Many people I’ve spoken to agree that winter is yucky and annoying. And they all enthusiastically second my proclamation that all people affected by anything lower than 40 degree weather should be awarded beach houses, just for the winter of course.

For some, however, deprivation of sunlight and warmth is far more impactful than transforming into a whiner or conjuring up dreams of beach houses. Seasonal Affective Disorder, or SAD, is not a fleeting feeling, and it’s not just the tendency to want to eat a little more or stay under the covers a little longer. People who suffer from SAD have a change in overall mood, lose interest in things they used to enjoy and have trouble concentrating.

Loss of sunlight resulting in disruption of the body’s biological rhythm might be to blame.
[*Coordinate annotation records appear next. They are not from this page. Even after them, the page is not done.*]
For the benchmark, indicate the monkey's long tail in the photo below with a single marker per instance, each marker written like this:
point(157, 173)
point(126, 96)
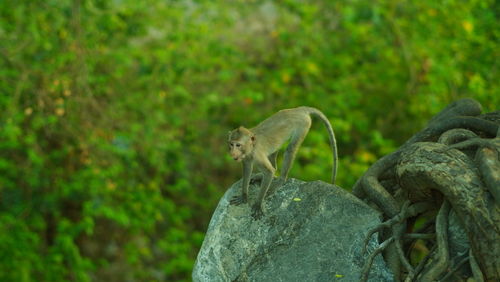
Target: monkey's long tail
point(331, 135)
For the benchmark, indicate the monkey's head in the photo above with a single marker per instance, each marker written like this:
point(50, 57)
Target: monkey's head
point(241, 142)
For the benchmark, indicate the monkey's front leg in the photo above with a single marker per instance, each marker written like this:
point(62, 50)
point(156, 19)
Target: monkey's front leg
point(247, 171)
point(257, 207)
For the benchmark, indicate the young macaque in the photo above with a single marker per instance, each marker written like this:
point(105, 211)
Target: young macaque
point(259, 145)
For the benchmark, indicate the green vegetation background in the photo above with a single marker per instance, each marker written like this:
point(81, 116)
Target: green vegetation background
point(114, 114)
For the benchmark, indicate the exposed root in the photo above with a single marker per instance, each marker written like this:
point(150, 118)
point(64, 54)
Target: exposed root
point(371, 257)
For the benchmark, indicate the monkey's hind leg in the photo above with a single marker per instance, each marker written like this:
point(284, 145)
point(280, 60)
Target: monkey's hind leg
point(291, 150)
point(257, 178)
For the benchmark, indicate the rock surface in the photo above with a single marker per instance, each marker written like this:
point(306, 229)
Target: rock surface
point(310, 231)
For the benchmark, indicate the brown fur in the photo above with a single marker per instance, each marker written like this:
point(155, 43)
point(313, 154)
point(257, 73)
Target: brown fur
point(259, 146)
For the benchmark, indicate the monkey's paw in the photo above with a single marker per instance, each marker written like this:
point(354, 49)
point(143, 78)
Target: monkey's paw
point(238, 200)
point(257, 212)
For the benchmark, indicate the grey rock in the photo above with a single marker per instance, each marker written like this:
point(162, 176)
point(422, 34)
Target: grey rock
point(310, 231)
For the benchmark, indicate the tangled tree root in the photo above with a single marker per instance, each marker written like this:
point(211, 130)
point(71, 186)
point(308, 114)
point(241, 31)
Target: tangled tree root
point(453, 164)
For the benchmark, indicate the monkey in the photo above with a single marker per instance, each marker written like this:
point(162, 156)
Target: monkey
point(259, 146)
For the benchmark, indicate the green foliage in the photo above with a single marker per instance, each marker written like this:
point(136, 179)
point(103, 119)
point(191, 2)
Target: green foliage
point(114, 114)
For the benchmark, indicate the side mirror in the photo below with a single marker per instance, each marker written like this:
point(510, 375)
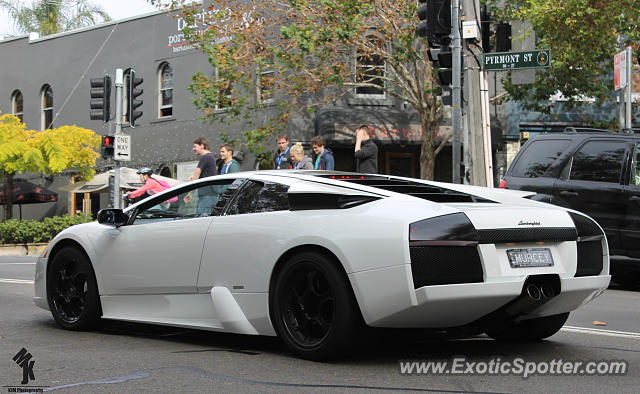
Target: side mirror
point(113, 217)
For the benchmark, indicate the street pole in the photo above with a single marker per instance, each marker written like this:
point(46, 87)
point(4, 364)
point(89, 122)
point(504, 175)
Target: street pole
point(456, 96)
point(627, 119)
point(119, 82)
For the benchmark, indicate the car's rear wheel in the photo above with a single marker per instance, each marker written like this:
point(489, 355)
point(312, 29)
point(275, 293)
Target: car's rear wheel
point(531, 329)
point(72, 291)
point(313, 309)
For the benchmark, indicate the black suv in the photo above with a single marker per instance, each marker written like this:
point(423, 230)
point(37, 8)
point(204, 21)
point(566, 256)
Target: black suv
point(592, 171)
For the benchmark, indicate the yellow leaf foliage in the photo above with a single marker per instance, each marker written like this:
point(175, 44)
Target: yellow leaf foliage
point(50, 151)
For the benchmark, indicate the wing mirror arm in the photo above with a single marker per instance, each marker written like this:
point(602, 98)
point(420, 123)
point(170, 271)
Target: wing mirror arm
point(112, 217)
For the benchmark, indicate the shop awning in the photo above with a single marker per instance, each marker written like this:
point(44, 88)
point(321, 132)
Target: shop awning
point(129, 179)
point(386, 126)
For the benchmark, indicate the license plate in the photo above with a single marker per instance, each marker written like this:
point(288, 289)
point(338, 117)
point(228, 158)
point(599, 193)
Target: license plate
point(530, 257)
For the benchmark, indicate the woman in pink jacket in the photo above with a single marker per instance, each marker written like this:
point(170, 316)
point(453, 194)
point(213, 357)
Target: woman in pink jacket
point(151, 186)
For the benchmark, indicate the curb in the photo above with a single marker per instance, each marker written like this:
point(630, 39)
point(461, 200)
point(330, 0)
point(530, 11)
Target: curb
point(22, 249)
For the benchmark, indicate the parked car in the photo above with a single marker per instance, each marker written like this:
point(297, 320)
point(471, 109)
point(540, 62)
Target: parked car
point(315, 256)
point(592, 171)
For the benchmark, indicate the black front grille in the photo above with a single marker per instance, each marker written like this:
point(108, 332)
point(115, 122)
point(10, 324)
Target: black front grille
point(532, 234)
point(589, 258)
point(443, 265)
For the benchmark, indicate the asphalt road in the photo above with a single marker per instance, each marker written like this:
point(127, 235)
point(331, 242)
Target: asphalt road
point(132, 358)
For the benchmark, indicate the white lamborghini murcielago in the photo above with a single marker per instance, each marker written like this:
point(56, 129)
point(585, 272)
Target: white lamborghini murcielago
point(314, 257)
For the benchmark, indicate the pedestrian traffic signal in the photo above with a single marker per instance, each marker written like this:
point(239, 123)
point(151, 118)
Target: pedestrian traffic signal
point(436, 21)
point(100, 102)
point(132, 93)
point(107, 147)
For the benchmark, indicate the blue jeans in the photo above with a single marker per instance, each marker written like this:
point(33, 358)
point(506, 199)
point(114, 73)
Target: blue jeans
point(206, 204)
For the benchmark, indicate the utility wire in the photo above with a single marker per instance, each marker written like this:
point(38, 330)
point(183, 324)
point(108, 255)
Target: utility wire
point(84, 73)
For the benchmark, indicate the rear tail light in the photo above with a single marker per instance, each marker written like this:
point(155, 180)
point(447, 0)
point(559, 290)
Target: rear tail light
point(447, 229)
Sometimes, people I’ve met who suffer from SAD minimize their symptoms. They think it’s silly that they’re having a hard time adapting to the change in seasons. But it’s not their fault. It’s depression, something that should never be ignored or minimized. Good news is there are treatments, including natural ones like light therapy, exercise programs and nutrition options. Even though there are some winter enthusiasts out there, I believe many of us are on some spectrum of being annoyed with cold weather to becoming depressed by it. If you’re seeing a pattern of mood symptoms returning every year, it may be time to speak to a therapist. Winter is hard and we don’t have to pretend it’s not. Believe me, I’ve tried.